Maybe our 'at' functions need to take a full range... Sigh. This is indeed what RE2 does. GAH.

fn main() { let re = regex::Regex::new(r"(?-u)\b\sbar").unwrap(); let s = "foo bar baz"; println!("{:?}", re.find_at(s, 3).map(|m| m.as_str()));

let re = pcre2::bytes::Regex::new(r"\b\sbar").unwrap();
let s = "foo bar baz";
println!("{:?}", re.find_at(s.as_bytes(), 3).unwrap());

}

^^^^ This is fixed now, but we still need to find a way to add test coverage for "context" searches. It'd be nice to do this automatically, but we'll probably just added a new 'context = [start, end]' option.

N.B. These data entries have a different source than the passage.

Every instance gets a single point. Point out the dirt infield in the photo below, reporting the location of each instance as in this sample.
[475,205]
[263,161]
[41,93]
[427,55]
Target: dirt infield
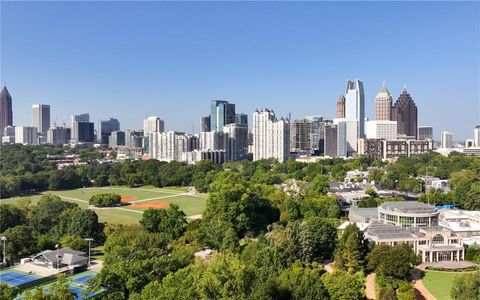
[127,199]
[150,204]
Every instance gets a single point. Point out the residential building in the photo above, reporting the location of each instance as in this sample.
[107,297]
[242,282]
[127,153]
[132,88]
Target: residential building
[271,136]
[6,112]
[116,139]
[383,105]
[340,114]
[26,135]
[221,113]
[381,129]
[105,127]
[57,135]
[41,117]
[236,141]
[446,139]
[405,112]
[355,105]
[300,136]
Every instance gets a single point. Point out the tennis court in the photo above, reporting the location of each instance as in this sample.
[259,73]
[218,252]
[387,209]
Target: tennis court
[16,278]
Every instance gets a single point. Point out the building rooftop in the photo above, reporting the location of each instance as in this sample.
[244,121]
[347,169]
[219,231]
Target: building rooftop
[408,207]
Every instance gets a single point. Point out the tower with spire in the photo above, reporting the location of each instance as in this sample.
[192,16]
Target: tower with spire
[6,112]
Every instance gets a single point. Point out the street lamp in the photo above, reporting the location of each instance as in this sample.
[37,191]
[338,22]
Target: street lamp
[4,239]
[89,240]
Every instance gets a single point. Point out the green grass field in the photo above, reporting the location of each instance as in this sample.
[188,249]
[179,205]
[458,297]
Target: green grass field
[439,283]
[192,205]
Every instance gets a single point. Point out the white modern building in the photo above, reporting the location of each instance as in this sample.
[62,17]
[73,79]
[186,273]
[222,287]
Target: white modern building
[41,117]
[446,139]
[271,136]
[381,129]
[355,105]
[26,135]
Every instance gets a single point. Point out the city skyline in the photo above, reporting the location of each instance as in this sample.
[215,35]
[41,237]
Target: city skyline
[303,83]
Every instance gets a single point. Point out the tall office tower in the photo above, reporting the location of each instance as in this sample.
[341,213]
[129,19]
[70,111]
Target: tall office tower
[355,105]
[236,141]
[6,113]
[404,111]
[241,118]
[105,127]
[153,124]
[83,132]
[205,124]
[26,135]
[221,113]
[425,132]
[476,137]
[271,137]
[41,117]
[381,129]
[447,138]
[347,136]
[340,107]
[85,117]
[331,135]
[116,139]
[300,136]
[8,135]
[58,135]
[383,104]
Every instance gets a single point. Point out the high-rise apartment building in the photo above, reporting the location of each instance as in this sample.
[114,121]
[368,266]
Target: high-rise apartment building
[153,124]
[425,133]
[447,139]
[236,141]
[405,112]
[300,136]
[105,127]
[340,107]
[6,112]
[221,113]
[41,117]
[57,135]
[271,136]
[26,135]
[381,129]
[355,105]
[383,104]
[476,136]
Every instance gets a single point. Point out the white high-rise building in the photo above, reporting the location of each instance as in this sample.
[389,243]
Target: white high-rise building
[476,137]
[41,117]
[26,135]
[447,138]
[381,129]
[271,137]
[355,105]
[153,124]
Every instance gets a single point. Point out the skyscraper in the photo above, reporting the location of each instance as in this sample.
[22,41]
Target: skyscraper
[41,117]
[221,113]
[383,104]
[340,107]
[355,105]
[105,127]
[447,139]
[300,134]
[404,111]
[271,136]
[6,113]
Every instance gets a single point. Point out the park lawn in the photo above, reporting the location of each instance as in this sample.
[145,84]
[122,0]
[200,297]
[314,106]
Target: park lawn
[439,283]
[190,204]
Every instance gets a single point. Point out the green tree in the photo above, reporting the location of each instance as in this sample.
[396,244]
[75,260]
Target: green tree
[171,222]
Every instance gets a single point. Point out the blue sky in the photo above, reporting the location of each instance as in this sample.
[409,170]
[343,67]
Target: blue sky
[127,59]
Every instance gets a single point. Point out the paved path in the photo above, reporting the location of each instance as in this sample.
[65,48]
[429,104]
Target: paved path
[370,286]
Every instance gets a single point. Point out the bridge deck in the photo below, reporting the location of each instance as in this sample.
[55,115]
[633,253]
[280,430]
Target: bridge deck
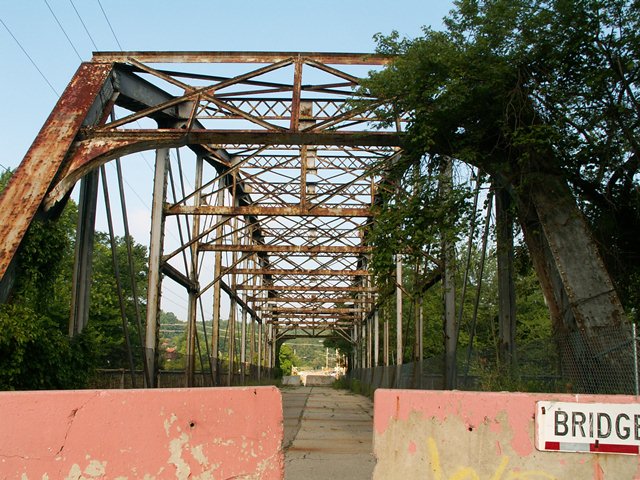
[327,434]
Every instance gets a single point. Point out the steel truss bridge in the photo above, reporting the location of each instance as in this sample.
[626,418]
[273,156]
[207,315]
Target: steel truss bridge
[272,196]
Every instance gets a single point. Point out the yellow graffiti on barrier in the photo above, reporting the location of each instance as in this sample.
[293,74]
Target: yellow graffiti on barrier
[469,473]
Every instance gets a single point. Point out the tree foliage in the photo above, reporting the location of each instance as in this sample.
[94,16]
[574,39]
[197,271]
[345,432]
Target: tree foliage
[35,350]
[520,88]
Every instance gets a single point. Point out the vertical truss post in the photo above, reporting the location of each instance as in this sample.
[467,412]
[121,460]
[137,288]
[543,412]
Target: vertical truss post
[376,337]
[506,288]
[386,339]
[81,286]
[233,314]
[399,310]
[370,342]
[259,361]
[450,328]
[252,332]
[193,273]
[270,346]
[215,326]
[243,339]
[155,259]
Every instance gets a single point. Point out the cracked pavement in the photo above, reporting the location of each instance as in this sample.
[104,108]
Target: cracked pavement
[328,434]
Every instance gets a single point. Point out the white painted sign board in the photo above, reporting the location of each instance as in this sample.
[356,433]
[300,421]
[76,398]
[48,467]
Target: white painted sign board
[588,427]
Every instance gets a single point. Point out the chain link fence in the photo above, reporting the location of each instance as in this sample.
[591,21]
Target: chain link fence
[603,361]
[122,378]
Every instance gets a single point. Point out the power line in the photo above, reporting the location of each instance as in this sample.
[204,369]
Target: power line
[83,24]
[63,30]
[109,23]
[30,59]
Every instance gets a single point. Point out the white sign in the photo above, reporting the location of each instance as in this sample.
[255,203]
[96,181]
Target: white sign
[588,427]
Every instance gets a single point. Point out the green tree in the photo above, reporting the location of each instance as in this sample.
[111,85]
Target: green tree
[541,95]
[35,352]
[104,311]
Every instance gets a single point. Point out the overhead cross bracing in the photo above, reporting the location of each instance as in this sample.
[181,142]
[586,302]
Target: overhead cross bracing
[272,195]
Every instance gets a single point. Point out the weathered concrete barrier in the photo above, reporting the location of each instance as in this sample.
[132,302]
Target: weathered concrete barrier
[500,436]
[292,380]
[318,380]
[130,434]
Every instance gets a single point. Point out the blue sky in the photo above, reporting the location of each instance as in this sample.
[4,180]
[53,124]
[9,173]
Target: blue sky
[26,99]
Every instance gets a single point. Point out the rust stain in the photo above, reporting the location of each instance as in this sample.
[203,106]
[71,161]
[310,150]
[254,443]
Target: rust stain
[33,178]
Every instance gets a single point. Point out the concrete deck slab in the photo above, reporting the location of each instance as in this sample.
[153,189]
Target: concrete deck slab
[327,434]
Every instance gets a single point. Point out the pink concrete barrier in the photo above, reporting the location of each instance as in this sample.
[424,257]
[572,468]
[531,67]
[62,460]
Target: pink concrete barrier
[472,436]
[219,433]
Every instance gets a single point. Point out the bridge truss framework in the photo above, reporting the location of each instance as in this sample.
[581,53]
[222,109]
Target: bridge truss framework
[271,197]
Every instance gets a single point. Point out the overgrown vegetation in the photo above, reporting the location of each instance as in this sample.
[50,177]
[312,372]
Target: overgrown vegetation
[35,349]
[523,91]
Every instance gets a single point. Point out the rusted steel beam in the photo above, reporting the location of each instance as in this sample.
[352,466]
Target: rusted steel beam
[291,211]
[284,248]
[95,148]
[311,299]
[276,311]
[323,325]
[179,277]
[242,57]
[229,291]
[178,137]
[284,271]
[82,103]
[295,288]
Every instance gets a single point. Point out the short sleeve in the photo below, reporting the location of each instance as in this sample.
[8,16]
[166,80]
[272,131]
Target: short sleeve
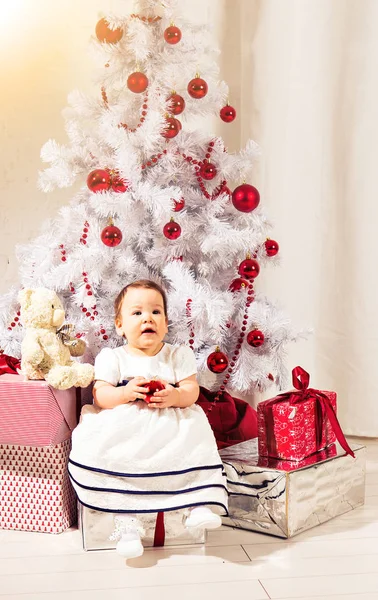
[184,362]
[107,367]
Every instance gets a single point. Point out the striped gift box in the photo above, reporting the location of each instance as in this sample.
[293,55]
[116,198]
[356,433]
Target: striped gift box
[36,422]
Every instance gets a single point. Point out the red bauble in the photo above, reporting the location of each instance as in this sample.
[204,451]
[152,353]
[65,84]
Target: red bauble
[137,82]
[227,113]
[245,197]
[99,180]
[271,247]
[176,104]
[111,236]
[179,205]
[238,284]
[208,171]
[105,34]
[172,128]
[217,362]
[172,230]
[197,88]
[255,338]
[154,386]
[172,34]
[249,268]
[119,185]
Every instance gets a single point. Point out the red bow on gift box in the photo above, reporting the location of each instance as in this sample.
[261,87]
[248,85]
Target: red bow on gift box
[9,364]
[301,380]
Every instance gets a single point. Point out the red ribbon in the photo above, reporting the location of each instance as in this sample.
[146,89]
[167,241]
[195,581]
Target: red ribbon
[9,364]
[301,380]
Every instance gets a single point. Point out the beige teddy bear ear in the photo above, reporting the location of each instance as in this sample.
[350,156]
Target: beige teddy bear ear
[24,298]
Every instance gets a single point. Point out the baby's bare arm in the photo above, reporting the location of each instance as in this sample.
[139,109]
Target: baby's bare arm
[108,396]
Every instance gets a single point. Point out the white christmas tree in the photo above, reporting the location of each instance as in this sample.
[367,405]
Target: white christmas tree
[156,203]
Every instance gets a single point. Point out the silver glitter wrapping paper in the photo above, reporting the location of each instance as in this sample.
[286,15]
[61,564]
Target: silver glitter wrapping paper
[284,502]
[96,528]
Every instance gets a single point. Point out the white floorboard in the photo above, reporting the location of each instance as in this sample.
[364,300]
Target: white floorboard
[335,561]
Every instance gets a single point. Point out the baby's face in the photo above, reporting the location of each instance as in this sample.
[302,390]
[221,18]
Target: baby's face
[142,320]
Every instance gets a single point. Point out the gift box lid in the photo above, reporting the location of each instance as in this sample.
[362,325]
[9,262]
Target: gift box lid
[32,413]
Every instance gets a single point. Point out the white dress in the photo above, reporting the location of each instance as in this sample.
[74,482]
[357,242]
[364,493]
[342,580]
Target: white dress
[135,459]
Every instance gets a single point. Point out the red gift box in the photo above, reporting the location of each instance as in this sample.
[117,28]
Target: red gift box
[295,425]
[36,422]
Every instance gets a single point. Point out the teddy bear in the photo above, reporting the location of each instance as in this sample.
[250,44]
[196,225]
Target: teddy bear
[46,350]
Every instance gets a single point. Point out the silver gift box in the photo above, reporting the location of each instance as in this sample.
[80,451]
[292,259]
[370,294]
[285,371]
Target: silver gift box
[282,498]
[96,528]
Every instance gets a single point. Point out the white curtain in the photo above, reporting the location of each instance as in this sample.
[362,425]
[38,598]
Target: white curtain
[309,97]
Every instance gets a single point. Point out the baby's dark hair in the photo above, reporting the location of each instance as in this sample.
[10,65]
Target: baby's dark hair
[141,283]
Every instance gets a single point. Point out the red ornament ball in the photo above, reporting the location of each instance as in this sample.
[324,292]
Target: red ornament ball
[105,34]
[217,362]
[179,205]
[119,185]
[227,113]
[172,127]
[137,82]
[111,236]
[154,386]
[197,88]
[99,180]
[172,34]
[238,284]
[176,104]
[255,338]
[249,268]
[208,171]
[271,247]
[245,197]
[172,230]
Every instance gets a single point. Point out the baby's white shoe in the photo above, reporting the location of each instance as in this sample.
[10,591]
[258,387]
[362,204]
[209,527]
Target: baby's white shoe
[201,517]
[130,545]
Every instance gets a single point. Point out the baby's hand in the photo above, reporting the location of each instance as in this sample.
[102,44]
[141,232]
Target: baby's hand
[134,390]
[165,398]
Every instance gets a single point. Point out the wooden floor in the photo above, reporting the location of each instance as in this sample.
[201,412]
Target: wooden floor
[335,561]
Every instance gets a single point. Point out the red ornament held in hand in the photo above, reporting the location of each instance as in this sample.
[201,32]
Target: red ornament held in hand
[105,34]
[179,205]
[217,361]
[176,104]
[238,284]
[172,128]
[154,386]
[227,113]
[137,82]
[245,198]
[172,230]
[249,268]
[99,180]
[255,338]
[197,88]
[271,247]
[208,171]
[111,236]
[172,34]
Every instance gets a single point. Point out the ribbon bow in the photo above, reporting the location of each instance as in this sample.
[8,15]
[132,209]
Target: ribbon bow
[301,380]
[66,335]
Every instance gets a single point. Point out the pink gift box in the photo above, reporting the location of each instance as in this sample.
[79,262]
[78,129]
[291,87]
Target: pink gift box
[296,425]
[36,422]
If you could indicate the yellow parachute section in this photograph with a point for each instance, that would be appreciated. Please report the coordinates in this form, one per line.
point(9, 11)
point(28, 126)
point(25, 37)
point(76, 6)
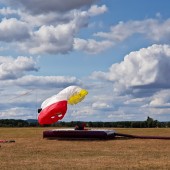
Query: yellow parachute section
point(77, 97)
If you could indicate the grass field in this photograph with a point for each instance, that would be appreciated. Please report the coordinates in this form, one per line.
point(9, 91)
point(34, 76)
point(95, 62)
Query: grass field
point(32, 152)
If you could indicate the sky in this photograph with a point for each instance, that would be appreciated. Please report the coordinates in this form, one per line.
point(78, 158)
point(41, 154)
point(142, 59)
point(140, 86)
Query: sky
point(119, 51)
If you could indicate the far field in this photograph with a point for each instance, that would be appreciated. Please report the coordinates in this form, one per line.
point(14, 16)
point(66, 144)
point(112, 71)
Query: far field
point(32, 152)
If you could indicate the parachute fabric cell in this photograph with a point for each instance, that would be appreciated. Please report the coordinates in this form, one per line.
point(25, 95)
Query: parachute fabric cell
point(77, 97)
point(54, 108)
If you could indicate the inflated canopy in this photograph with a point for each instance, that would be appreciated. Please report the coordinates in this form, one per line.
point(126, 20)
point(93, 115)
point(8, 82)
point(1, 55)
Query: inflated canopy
point(55, 107)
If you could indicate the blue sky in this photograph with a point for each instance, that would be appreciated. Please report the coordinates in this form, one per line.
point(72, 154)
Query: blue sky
point(118, 50)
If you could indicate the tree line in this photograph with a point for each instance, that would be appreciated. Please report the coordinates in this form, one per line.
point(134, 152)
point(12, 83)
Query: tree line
point(149, 123)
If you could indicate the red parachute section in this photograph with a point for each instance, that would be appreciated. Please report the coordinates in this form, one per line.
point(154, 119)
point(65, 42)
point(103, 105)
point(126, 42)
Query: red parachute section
point(52, 113)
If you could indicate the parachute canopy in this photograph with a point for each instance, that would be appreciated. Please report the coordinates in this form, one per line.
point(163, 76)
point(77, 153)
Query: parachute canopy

  • Create regex-test crate, based on glob-test. Try to anticipate the needs for the full regex test suite.
    • See if we can clean up tests.
      • Provide a way to mark a test as expensive.
      • Provide a way to test is_match_at and find_at.
      • Test shortest_match_at too? Huge pain. Add tests for it.
      • Port ALL tests from the regex crate. Will probably need a way to mark a test as skipped.
      • Document tests better.
  • Find a way to remove byteorder dependency.
  • Reorganize crate API:
    • Have errors contain Box<Error+Send+Sync> instead of String.
    • Make errors non-exhaustive.
    • Audit StateID trait for safety.
    • Brainstorm hard about DFA trait and the fact that DenseDFA and SparseDFA have inefficient implementations of some methods. Maybe use multiple traits? Answer: get rid of premultiply/classes knobs and just enable them by default. Should remove a huge amount of code.
    • Check whether unsafe is really needed to eliminate bounds checks. Use micro-benchmarks and bigger CLI workloads using regex-automata-debug.
    • Re-write module docs for dfa as they are no longer top-level. Keep most.
    • Retain any pertinent top-level crate docs, but don't rewrite yet.
    • Clean up builders if we can. e.g., Determinizer, minimizer, it's all a mess right now.
    • Clean up and add 'always_match' and 'never_match' constructors for every regex engine.
    • See about supporting ^, $, \A, \z, \b and \B in DFAs. Do the non-Unicode version of \b unfortunately. Carefully scrutinize how the regex crate's lazy DFA does it and try to make it comprehensible. Done! Except for the part about making it comprehensible.
  • Rethink prefilters?
  • Add regex-automata-generate CLI tool. This should just be a copy of the ucd-generate dfa and ucd-generate regex commands.

Then build new public nfa sub-module.

  • For Unicode \b, generate \w DFA (forwards and reverse) and embed it into source for fast checking. That way, we don't need to ever do explicit UTF-8 decoding anywhere. Yay.

Then lazy sub-module.

Then onepass.

Then jit.

... and beyond? CRAZY. But it can be done! Build STRONG base layers.